The Pope has been a staunch critic of 'unfettered capitalism'
The Roman Catholic Church is teaming up with the American fast-food chain McDonald's to feed people during Pope John Paul's weekend visit to Spain.
Pilgrims are being offered packages including lunch and supper at McDonald's restaurants around Madrid.
The main event of the Pope's two-day visit will be a youth prayer meeting on Saturday evening, which Church officials say could draw up to 300,000 people.
The pope will also celebrate mass in Madrid's central Colon square on Sunday, when he is due to create five new Spanish saints.
It is the 82-year-old pope's fifth visit to Spain since he came to office in 1978 - and his first in 10 years.
The Church is offering several types of tickets for pilgrims.
Those including meals cost up to 40 euros ($45) for adults, and 30 euros ($33) for those under 16.
Pilgrims are welcome
On Saturday meals can be taken at any McDonald's outlet in Madrid.

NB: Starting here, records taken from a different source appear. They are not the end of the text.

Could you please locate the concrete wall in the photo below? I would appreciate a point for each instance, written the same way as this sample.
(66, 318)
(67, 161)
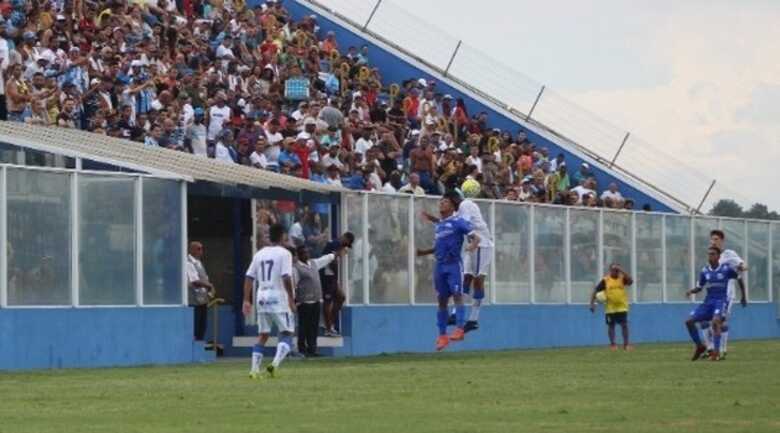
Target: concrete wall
(375, 330)
(396, 70)
(34, 338)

They consist of hamburgers, medium fries, and medium-sized drink and desert - either ice cream Sundae or apple pie.
All tickets also include an official "pilgrim's bag", containing a copy of St Mark's gospel, a baseball cap, a rosary, a map of Madrid's public transport system, and information about the new saints.
Pope John Paul is a long-time critic of US-style capitalism - of which McDonald's is often regarded as an emblem.
During his visit he is also due to meet Spanish Prime Minister Jose Maria Aznar and King Juan Carlos.